The scientists cooperate with Beijing counterparts in sequencing. Many private foundations are involved in cloning works, including the Korean Sooam Biotech Research Foundation, which is well known for good results in cloning Yakutian Laika dogs.

Not only mammoths

The center will have different research directions. In addition to animals, it will also study how people came to this country’s north-east, will study heritable diseases, and various plants. Paleontologists, genetic experts and biotechnologists will work there.

Results of recent studies present differently history of the people, who live in that part of Russia.
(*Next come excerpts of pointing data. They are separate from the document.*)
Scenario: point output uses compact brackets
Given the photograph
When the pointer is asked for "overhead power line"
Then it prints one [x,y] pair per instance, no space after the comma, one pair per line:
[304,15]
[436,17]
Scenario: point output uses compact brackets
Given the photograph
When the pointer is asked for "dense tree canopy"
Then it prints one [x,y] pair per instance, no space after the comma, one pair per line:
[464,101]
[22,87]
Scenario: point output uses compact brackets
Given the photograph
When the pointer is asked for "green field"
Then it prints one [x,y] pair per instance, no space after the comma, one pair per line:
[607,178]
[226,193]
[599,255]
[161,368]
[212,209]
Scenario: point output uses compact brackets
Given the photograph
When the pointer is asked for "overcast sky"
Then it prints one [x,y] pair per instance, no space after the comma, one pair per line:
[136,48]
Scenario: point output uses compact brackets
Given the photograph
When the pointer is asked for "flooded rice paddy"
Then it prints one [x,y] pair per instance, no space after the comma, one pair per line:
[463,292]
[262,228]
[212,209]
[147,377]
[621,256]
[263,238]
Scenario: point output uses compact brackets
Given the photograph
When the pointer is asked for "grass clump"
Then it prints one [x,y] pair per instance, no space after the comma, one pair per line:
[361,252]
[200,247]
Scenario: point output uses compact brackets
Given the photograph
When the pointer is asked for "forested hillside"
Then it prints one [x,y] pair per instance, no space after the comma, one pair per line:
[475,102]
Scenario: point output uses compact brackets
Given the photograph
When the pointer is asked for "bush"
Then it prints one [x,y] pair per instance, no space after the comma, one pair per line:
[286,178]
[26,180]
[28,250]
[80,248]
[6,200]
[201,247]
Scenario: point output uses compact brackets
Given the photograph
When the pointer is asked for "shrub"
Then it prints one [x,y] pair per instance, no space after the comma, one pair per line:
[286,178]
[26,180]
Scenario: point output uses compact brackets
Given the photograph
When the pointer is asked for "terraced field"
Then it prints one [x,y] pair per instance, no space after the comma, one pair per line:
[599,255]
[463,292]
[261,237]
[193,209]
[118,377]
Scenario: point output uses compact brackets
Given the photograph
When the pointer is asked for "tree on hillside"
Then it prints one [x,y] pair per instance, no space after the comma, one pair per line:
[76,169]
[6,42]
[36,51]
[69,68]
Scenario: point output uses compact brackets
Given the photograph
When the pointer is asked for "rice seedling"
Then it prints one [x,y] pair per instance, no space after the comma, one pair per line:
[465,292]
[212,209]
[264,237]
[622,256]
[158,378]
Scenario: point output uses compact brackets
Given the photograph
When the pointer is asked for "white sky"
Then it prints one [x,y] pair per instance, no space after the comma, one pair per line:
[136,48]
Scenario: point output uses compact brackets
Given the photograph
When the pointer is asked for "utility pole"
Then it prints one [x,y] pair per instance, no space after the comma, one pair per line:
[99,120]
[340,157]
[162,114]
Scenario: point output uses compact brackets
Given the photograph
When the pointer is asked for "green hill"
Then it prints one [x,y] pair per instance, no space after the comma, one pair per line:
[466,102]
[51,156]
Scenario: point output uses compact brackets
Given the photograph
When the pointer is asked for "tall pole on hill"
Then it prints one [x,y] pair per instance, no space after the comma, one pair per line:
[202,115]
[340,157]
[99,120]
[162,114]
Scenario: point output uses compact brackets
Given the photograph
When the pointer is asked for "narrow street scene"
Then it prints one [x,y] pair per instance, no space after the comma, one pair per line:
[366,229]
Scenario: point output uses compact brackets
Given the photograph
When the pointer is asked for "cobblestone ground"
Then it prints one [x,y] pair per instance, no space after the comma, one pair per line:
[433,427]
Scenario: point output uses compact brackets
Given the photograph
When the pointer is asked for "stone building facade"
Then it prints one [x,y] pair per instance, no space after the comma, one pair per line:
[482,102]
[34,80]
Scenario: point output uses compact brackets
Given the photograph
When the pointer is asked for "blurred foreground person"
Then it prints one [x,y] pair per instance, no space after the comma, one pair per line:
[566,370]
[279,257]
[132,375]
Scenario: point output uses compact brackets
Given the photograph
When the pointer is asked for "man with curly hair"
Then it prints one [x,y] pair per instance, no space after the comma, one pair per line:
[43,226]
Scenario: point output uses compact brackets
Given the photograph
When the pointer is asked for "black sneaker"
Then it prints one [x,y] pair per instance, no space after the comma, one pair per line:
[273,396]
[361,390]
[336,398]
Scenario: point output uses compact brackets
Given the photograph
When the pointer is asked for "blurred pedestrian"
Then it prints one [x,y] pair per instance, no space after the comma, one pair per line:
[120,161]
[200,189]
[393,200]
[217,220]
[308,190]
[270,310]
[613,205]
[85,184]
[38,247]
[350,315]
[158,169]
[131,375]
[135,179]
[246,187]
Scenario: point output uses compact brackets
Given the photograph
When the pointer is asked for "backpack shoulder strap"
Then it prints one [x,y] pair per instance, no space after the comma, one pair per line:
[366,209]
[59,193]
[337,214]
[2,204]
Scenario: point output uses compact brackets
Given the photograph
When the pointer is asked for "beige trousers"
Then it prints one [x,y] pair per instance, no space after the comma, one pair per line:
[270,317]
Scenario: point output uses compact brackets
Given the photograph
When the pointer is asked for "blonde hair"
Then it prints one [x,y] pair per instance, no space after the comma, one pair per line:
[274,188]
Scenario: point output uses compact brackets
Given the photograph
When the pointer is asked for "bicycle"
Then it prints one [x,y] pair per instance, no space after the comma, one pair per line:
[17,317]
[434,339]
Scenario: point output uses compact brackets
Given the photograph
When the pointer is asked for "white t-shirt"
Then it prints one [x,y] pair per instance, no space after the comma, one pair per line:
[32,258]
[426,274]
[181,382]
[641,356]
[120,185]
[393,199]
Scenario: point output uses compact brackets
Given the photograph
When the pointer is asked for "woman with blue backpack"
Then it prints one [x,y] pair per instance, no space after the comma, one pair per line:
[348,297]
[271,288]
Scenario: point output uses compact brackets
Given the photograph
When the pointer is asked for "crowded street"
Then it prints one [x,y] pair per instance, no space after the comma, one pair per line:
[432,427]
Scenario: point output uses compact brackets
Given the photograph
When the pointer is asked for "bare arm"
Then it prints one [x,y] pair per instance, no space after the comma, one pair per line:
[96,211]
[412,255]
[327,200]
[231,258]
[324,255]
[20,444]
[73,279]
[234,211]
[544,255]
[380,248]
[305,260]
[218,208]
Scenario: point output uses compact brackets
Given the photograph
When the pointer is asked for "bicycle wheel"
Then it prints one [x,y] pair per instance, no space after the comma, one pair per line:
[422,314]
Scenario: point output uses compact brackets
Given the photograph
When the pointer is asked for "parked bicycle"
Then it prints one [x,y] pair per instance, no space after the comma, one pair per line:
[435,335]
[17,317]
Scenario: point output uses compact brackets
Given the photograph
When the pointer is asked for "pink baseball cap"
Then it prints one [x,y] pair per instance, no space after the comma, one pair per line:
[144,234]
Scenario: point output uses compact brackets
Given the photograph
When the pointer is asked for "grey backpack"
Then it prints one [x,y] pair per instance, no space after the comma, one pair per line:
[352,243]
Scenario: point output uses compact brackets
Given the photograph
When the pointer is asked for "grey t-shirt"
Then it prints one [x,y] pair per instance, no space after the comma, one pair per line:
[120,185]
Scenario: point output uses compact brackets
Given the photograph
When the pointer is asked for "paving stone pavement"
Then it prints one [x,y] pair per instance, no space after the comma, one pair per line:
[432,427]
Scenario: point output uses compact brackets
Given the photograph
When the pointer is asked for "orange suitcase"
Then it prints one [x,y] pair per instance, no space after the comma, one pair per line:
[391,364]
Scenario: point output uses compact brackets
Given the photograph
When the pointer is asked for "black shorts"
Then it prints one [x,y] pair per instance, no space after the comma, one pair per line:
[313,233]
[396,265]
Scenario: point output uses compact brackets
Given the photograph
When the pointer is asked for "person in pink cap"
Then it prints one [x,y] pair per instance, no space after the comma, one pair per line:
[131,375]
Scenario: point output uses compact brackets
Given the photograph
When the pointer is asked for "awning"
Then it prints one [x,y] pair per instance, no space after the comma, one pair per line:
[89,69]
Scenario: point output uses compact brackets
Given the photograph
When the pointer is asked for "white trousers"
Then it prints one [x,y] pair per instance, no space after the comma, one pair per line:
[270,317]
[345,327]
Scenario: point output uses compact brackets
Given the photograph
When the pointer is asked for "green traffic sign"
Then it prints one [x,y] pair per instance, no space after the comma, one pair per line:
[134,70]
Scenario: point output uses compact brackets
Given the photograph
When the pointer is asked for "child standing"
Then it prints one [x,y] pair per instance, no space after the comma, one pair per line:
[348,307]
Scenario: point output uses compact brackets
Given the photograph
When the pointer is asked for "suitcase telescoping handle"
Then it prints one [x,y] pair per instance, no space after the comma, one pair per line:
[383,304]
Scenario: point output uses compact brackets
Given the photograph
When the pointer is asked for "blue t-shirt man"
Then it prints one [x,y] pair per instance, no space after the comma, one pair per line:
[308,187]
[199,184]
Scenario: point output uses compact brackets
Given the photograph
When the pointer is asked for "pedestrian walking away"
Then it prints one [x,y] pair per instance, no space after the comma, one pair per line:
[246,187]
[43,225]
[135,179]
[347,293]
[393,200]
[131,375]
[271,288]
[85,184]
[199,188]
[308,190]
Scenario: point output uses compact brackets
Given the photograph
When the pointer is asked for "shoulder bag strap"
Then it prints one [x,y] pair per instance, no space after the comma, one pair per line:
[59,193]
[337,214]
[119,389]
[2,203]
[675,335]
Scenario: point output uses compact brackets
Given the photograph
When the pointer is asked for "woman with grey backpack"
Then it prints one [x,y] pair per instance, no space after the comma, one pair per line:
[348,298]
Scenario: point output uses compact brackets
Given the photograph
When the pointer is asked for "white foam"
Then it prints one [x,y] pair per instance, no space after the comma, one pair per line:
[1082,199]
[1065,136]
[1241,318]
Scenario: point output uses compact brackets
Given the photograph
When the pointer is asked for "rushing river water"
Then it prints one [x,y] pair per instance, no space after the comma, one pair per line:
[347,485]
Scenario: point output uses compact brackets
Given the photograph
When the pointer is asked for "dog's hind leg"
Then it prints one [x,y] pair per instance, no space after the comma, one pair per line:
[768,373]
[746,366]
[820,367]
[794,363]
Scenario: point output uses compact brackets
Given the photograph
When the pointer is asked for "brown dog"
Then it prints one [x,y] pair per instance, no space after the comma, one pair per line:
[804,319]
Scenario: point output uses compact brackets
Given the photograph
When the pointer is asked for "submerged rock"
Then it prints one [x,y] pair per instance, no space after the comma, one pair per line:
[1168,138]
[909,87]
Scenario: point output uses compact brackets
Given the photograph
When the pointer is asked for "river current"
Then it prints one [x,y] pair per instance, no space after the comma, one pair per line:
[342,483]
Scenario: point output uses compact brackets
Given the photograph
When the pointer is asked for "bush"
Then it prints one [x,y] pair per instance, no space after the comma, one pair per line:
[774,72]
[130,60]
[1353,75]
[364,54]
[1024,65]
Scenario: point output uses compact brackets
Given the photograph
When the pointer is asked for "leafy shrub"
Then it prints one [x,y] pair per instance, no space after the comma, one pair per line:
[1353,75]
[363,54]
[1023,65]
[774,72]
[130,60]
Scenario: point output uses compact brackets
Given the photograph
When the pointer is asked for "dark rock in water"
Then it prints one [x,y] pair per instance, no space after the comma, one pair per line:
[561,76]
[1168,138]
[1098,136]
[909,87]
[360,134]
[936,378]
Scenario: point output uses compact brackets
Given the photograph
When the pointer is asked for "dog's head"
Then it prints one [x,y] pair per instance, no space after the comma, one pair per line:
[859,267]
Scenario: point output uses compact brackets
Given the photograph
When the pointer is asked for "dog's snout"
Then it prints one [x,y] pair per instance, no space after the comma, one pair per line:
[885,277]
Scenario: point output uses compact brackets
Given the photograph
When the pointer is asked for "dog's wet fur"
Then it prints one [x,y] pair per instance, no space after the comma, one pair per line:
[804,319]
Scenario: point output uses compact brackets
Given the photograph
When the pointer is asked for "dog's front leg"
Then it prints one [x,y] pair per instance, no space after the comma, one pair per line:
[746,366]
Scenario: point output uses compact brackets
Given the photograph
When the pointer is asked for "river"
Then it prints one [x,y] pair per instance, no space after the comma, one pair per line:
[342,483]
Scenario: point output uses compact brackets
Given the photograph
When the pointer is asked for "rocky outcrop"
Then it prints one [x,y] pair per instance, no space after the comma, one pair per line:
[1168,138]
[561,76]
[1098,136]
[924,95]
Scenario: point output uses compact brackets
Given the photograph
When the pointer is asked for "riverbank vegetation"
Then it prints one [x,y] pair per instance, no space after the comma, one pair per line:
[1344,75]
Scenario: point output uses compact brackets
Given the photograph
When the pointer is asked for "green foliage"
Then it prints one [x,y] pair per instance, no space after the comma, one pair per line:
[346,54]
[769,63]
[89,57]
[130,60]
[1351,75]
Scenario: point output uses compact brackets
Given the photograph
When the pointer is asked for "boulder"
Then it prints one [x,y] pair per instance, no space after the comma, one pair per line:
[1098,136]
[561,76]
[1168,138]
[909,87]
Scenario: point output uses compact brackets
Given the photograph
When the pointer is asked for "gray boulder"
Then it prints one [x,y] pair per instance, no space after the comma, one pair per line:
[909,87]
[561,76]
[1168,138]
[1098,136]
They have unique ancient genetic structures, experts say.

"This can be explained by centuries-long isolation and it is an ideal object to study rare genetic diseases and to offer diagnostic and preventive methods," the expert told TASS.

The region’s symbol

Attitudes to mammoths have changed in Yakutia, an expert of the Academy of Sciences’ Institute of Humanitarian Studies and Problems of the North’s Low-Numbered Peoples, Yekaterina Romanova said.

"In the traditional culture, a mammoth is a symbol of the satanic, shaman world, the world of the dead," she said. "When people hunted for mammoth tusks, it was considered to cause evil, but after the 1990s, the image was changing, the animal becomes the region’s brand and its image promotes tourism to Yakutia."

The plans to clone mammoth arouse philosophical and ethical discussions among the locals.

"Some discussions say it would be against the natural flow of history - this point of view is reflected in the Genesis 2.0 film by a young author, Maxim Arbugayev, which touches upon problems of mammoth cloning," the expert continued. "But the mammoth image will remain attractive for people, as nobody has seen those animals."

"All people are attracted to the unknown," she said in conclusion.